“…as do Mark, Aristarchus, Demas, Luke, my fellow laborers.”
as do Mark,
Mark was the nephew of Barnabas (Co 4:10; Ac 12:12). His mother, Mary, had a large house in Jerusalem where the church assembled for prayer (Ac 12). Barnabas was the brother of Mary. Peter led Mark to Christ (1 Pe 5:13).
Paul and Mark had a severe falling out (Ac 15:38-40; 2 Ti 4:11) because Mark wanted to go home to his mother. He found the going rough. Missionary work was too difficult for him. His first attempt at missions was a complete failure. When Barnabas later attempted to take Mark again on a missionary journey, Paul would have none of it, “Mark is not going this time.” As a result of this, a great schism occurred between Paul and Barnabas. Paul took Silas instead of Barnabas. Barnabas parted ways with Paul and took Mark on a separate way.
Later, Mark grew in maturity and by the writing of Colossians and Philemon. Paul and Peter both affirm the value of Mark in ministry.
John Mark made good on his second attempt. He finished strong. One indication of this is that Mark’s name is listed here. Mark himself is a reminder of the forgiveness that Philemon needs to extend to Onesimus.
2 Ti 4:11, “Only Luke is with me.
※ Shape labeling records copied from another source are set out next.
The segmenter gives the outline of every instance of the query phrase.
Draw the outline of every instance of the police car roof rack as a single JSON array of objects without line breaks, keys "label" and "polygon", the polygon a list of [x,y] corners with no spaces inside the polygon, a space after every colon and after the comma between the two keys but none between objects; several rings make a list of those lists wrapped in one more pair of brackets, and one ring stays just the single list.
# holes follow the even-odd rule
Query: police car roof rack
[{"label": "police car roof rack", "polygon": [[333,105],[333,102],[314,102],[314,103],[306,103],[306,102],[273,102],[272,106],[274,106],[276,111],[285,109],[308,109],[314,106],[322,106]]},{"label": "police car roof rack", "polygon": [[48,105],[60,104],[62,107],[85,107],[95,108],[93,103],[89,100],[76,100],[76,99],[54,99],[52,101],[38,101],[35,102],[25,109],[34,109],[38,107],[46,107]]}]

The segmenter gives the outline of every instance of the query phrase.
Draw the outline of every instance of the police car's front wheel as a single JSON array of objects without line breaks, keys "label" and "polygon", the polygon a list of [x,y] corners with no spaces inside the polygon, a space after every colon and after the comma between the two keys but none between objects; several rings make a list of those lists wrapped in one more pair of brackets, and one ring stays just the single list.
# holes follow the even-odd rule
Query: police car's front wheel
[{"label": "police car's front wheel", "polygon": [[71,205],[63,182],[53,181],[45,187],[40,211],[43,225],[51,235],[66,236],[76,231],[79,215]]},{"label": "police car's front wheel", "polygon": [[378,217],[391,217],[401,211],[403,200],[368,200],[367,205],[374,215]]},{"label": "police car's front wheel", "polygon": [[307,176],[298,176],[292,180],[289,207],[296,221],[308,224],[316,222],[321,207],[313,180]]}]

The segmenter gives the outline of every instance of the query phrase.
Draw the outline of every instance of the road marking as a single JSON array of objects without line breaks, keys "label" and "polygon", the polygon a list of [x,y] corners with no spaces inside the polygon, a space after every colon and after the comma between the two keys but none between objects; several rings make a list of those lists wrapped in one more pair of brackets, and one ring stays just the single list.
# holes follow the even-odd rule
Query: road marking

Get Mark and bring him with you, for he is useful to me for ministry.”
1 Peter 5:13, “She who is in Babylon, elect together with you, greets you; and so does Mark my son.”
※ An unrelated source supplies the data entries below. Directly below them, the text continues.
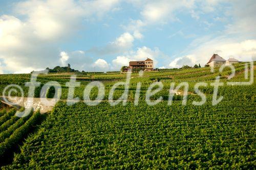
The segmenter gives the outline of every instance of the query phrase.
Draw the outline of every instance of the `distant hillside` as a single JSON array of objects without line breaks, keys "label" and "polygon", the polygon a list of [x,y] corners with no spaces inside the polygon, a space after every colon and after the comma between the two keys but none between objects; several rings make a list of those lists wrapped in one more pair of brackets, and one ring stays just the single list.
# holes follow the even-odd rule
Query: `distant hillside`
[{"label": "distant hillside", "polygon": [[55,67],[53,69],[46,68],[49,72],[80,72],[79,70],[71,68],[70,67],[60,67],[59,66]]}]

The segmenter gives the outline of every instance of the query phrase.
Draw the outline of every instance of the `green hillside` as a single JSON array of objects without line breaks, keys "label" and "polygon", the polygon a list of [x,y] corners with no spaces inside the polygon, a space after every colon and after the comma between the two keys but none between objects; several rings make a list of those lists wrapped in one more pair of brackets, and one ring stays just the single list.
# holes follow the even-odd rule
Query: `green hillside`
[{"label": "green hillside", "polygon": [[[255,169],[256,83],[241,86],[234,83],[233,85],[227,84],[249,81],[244,77],[244,64],[235,65],[236,75],[230,80],[228,76],[231,71],[227,67],[222,72],[216,68],[214,72],[210,68],[204,67],[160,69],[145,72],[142,77],[133,73],[127,104],[124,106],[121,103],[115,106],[111,106],[108,94],[115,83],[125,81],[125,74],[39,75],[37,81],[42,85],[36,89],[35,97],[39,96],[44,84],[56,81],[61,86],[62,101],[56,105],[38,130],[26,139],[12,162],[2,168]],[[255,62],[254,65],[249,69],[253,70],[255,78]],[[82,100],[87,85],[97,80],[104,85],[103,101],[95,106],[82,102],[68,106],[65,101],[68,92],[66,83],[74,74],[80,82],[75,89],[75,97]],[[250,75],[249,71],[248,77]],[[0,92],[2,93],[7,85],[18,84],[27,96],[28,87],[25,83],[30,81],[30,76],[0,75]],[[212,106],[214,88],[211,83],[215,82],[217,76],[220,76],[220,82],[223,83],[218,93],[218,96],[223,96],[223,99]],[[139,82],[141,87],[136,106],[134,101]],[[150,99],[162,97],[163,100],[151,106],[145,99],[148,87],[154,82],[161,82],[163,88]],[[183,87],[179,91],[181,94],[175,95],[169,105],[170,84],[175,83],[177,86],[182,82],[189,85],[186,105],[182,104]],[[194,88],[199,82],[206,84],[199,88],[206,95],[206,101],[202,106],[195,106],[194,101],[201,100]],[[115,91],[114,100],[122,95],[124,87],[120,86]],[[93,88],[91,100],[96,99],[98,91]],[[49,91],[54,92],[52,89]],[[12,95],[20,96],[21,93],[13,92]],[[1,115],[2,119],[5,114]],[[3,143],[8,139],[0,143],[0,149],[4,150]],[[2,153],[4,156],[4,152]]]}]

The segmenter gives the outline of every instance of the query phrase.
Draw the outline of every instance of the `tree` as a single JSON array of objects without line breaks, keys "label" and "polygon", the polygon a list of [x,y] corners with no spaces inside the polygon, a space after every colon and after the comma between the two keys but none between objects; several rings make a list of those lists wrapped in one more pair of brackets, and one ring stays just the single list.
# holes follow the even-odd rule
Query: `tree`
[{"label": "tree", "polygon": [[194,66],[194,68],[199,68],[199,66],[198,65],[197,65],[197,64],[195,64]]}]

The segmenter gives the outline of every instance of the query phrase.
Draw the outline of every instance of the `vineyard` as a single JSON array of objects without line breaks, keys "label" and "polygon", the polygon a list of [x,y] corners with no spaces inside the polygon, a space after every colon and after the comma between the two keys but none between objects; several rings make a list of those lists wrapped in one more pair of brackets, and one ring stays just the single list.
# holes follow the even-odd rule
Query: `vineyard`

God is a God of second chances.
Some of us do not start well, but we end well, and that is what counts. When it comes to Christian work, it does not matter how poorly you begin; what really counts is how well you finish. The score at half time is not nearly important as the score at the end of the game.
If we do not have tenacity in ministry, we will become cynical, critical, negative, and bitter. If God leads us into ministry, we must love people, including our detractors. We understand that our critics keep us from pride.
How many people go into the ministry and do not make it the first time? They are of sensitive spirits, and people hurt them. Criticism beats them down, and they become discouraged and leave the ministry. Then God gives them a second chance. In their second ministry, God uses them together in a marvelous way. Jonah was a failure the first time out, but God gave him a second chance. God is the God of second chances.
Do you have the caliber of character not to hold a grudge against someone who hurt you in the past? Can you let past injuries go by the boards?